Почта находится на площади, в одном из дворов. Когда Андрасси вышел оттуда, он увидел ее, ту самую девушку, которую встретил накануне, девушку с письмом, с темными, но легкими, как пена, волосами. Она шла к нему и смотрела на него, без улыбки, но с открытым лицом — с этой… с этой трещинкой во взгляде, которая появляется, когда кого-то узнают, с этакой зазубринкой, с чем-то таким, что царапает привычную слюду взгляда. Андрасси улыбнулся. На ее лице тоже появилась веселая, широкая, счастливая улыбка, выражавшая явное удовольствие.
Однако, как только он сел, на него обрушились вопросы.
— Кто эта милашка, с которой вы поздоровались? — набросился на него Форстетнер.
Андрасси посмотрел на него. Старик выглядел явно раздосадованным.
— Так это же та девушка, которая вчера принесла вам письмо.
— Письмо Рамполло?
Рамполло был агентом по найму жилья, тем самым агентом, который…
— А! Так она, значит, дочь Рамполло?
— Похоже, вас это интересует…
Голос у него был нехороший, какой-то едкий. Над длинным красным носом маленькие глазки Форстетнера за стеклами очков блестели, как глаза мыши, живые и проворные.
— Но только не забывайте, о чем я вас предупреждал. Никаких женщин! Никаких историй с женщинами!
— Но, господин…
— Я не хочу оказаться в смешном положении.
— Я не вижу…
— А вам ничего и не надо видеть!
Форстетнер нервничал, стучал тростью по мостовой. Люди, сидевшие за другими столиками, начали обращать на них внимание.
— Даже если это вам покажется… если это вам кажется… вы обещали. Это наш договор. А договор — это договор.
— Женщина ведь только поздоровалась со мной…
— Я вас ни в чем не упрекаю. Я только повторяю: никаких историй с женщинами! Я терпеть этого не могу. Прежде всего, это грязно. Я…

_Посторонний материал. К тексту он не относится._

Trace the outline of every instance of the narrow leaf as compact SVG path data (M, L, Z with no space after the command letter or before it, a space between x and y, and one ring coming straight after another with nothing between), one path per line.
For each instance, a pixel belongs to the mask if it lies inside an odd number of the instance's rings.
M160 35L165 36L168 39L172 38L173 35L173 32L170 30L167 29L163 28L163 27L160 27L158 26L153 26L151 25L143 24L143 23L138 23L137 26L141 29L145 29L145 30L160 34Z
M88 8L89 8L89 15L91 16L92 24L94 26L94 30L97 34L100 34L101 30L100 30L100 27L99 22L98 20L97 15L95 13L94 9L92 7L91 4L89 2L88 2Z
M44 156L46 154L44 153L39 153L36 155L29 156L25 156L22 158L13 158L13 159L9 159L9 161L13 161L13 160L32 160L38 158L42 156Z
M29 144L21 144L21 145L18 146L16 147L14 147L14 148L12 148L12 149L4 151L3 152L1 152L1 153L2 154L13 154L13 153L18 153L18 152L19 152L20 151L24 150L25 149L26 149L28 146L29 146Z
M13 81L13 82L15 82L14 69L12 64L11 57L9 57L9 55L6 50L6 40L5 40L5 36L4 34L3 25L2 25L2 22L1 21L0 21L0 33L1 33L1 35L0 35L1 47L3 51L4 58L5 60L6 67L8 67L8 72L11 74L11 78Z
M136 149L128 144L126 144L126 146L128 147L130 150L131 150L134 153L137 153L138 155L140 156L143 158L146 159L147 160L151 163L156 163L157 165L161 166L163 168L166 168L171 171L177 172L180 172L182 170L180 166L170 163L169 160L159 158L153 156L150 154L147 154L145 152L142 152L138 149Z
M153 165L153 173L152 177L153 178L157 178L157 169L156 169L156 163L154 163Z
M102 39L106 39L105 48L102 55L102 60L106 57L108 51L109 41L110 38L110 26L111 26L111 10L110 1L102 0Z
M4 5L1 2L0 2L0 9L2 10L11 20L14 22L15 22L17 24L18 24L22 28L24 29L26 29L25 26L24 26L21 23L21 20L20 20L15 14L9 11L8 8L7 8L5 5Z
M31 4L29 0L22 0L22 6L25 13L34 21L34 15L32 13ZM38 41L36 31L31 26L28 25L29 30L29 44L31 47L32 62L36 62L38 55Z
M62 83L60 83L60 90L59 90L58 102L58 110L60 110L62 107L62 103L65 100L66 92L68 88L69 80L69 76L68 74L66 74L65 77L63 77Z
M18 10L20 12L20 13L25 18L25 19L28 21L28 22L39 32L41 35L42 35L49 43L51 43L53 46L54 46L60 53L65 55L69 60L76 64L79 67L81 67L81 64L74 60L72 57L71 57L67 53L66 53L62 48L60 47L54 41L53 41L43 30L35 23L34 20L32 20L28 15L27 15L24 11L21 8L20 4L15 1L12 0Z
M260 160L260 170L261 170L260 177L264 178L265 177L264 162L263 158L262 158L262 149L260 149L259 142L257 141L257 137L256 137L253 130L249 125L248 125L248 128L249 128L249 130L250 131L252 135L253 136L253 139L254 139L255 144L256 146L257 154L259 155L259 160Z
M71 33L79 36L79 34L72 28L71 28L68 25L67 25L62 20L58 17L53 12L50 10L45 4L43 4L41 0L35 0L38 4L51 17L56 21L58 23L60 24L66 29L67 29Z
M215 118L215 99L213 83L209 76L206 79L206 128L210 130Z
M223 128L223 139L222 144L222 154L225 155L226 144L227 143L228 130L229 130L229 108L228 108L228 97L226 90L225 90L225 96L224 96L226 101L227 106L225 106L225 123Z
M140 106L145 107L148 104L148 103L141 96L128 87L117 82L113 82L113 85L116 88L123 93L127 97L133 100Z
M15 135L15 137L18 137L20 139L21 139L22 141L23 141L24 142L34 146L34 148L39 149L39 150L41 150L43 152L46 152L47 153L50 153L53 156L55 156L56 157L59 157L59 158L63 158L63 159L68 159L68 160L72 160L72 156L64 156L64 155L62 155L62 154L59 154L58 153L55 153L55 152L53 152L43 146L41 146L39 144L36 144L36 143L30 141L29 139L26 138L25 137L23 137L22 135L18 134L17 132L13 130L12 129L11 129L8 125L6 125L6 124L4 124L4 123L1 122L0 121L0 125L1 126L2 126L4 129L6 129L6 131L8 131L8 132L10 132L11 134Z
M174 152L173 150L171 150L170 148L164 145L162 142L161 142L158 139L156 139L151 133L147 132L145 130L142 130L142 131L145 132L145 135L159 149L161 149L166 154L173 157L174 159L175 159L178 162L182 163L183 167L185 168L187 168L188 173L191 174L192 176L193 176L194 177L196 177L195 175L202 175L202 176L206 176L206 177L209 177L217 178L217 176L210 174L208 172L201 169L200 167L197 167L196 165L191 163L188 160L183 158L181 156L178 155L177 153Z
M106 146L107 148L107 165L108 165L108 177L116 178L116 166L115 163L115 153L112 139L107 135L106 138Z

Он заметил, что люди его слушают, пожал плечами и продолжил говорить уже немного потише, наклонившись, но на лице его сохранялось выражение с трудом сдерживаемого раздражения, а в голосе звучала какая-то тревога.
— Вы обещали.
— Ладно, обещал, — согласился Андрасси.
Форстетнер заворчал, удобнее уселся на стуле и, положив руки на трость, надвинув панаму на нос, стал смотреть прямо перед собой. Но его рот еще немного двигался, словно он что-то жевал. Андрасси тоже стал смотреть прямо перед собой.
… И увидел лагерь Баньоли.
Это рядом с Неаполем, Баньоли, на римской дороге, предместье, которое граничит с полями: убогие, серые дома с затхлыми запахами охры или роз, старые земледельческие приспособления, валяющиеся в беспорядке на утрамбованной земле, несколько деревьев, на которых висит белье, ограждение, сверху сетка, бараки, несколько тонких струек дыма — концентрационный лагерь для перемещенных лиц.